If you have a DNA test:

• Check for variants in key genes like WNT4, GREB1, and VEZT. While no single SNP predicts endometriosis, a pattern of risk alleles across multiple loci can inform your overall susceptibility.
• Upload your raw DNA data to tools like GenomeInsight to explore your genetic profile across reproductive health markers.
• Polygenic risk scores for endometriosis are an active area of research and may become clinically useful as GWAS datasets grow (Rahmioglu et al., 2023).

For everyone:

• Advocate for faster diagnosis. The 7-to-11-year diagnostic delay is unacceptable, and part of closing that gap is understanding that endometriosis has a biological -- not just behavioral -- basis.
• Stay informed about emerging treatments.
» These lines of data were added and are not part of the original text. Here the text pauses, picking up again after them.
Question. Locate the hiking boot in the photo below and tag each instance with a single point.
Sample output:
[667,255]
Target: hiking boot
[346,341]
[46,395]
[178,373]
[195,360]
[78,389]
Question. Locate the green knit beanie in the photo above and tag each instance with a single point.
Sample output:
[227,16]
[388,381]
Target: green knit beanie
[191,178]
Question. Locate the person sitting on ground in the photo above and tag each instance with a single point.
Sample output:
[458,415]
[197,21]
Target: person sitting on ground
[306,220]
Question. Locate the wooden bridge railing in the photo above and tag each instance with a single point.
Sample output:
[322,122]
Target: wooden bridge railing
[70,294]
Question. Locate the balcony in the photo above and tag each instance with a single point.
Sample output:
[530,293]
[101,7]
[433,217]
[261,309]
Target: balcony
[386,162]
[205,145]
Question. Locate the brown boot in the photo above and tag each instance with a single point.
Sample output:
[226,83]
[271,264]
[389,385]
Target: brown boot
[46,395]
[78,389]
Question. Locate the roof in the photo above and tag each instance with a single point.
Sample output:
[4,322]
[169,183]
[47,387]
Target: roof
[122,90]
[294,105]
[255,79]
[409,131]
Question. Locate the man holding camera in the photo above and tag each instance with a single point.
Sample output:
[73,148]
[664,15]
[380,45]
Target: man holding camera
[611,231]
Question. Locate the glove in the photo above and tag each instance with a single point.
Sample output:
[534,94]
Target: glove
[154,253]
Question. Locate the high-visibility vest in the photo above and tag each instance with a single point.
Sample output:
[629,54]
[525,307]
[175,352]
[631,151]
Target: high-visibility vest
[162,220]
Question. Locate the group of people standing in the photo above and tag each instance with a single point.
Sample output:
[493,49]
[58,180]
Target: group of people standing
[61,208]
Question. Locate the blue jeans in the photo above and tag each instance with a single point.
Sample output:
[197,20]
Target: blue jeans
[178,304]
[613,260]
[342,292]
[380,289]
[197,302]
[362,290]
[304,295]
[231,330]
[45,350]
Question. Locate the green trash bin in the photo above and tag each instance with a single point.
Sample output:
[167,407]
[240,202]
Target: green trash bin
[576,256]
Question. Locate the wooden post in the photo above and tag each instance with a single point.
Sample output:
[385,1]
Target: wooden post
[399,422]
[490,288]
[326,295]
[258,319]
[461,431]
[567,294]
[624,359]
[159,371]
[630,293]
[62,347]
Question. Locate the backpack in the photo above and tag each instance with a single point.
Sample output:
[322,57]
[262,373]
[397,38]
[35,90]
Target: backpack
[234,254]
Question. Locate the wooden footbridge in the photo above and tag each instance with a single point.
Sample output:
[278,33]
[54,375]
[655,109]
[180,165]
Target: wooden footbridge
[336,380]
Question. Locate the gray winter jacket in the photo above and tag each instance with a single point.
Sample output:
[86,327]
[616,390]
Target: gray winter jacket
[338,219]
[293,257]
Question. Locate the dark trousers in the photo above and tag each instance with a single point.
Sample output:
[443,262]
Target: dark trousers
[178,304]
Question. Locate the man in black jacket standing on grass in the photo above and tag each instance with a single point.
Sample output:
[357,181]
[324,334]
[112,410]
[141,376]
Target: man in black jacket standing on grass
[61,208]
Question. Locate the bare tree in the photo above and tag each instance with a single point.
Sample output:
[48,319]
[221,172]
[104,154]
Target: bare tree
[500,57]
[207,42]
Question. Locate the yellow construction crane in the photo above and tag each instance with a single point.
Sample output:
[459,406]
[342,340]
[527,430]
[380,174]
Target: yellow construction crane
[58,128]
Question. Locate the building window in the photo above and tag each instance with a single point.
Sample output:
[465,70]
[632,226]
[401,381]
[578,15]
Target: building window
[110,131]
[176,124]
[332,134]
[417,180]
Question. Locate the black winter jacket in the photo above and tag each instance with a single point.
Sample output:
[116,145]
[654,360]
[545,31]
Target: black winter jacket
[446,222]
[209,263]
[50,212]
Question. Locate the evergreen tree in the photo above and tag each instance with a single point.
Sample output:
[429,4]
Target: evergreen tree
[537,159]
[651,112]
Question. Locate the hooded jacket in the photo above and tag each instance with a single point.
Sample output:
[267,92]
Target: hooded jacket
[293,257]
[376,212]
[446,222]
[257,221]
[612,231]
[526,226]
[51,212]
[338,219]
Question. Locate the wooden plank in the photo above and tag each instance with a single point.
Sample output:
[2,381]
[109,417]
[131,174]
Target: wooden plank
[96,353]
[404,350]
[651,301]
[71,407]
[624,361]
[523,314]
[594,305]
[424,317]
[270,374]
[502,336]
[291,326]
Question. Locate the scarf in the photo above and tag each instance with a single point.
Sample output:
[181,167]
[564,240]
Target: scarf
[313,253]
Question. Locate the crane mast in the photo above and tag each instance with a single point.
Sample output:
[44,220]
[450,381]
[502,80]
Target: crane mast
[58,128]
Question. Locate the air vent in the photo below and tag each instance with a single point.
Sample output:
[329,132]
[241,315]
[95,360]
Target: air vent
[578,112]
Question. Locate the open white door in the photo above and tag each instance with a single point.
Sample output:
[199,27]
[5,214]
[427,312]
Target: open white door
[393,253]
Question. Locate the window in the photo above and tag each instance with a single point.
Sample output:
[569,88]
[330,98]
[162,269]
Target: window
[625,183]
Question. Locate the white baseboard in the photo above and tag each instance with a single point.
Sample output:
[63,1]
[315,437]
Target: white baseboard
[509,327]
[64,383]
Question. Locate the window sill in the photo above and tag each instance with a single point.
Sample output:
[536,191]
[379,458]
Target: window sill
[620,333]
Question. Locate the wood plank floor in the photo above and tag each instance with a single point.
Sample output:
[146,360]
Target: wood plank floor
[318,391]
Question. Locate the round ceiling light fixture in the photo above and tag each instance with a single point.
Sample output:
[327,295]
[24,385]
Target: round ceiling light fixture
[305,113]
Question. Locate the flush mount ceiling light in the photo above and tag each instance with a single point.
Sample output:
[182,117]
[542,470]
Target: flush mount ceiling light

Genetic research is identifying drug targets in estrogen metabolism and inflammatory pathways that could lead to more precise therapies.
• Consider genetic testing for related conditions like BRCA-associated cancer risk, since some endometriosis risk loci overlap with breast and ovarian cancer susceptibility regions.

Key Takeaways

• Endometriosis is approximately 51% heritable, with genetic factors playing a role comparable to many well-known "genetic" diseases.
• Having a first-degree relative with endometriosis increases your risk 7 to 10 times over the general population.
• GWAS have identified 42+ genomic loci associated with endometriosis, with key genes including WNT4, GREB1, VEZT, and ESR1.
• Most risk genes cluster around estrogen signaling, cell adhesion, and inflammation -- the core biological pathways driving the disease.
• Family history and genetic data can support earlier diagnosis, potentially cutting years off the current 7-to-11-year average delay.
• Exploring your DNA data for reproductive health variants is a practical step toward understanding your personal risk profile.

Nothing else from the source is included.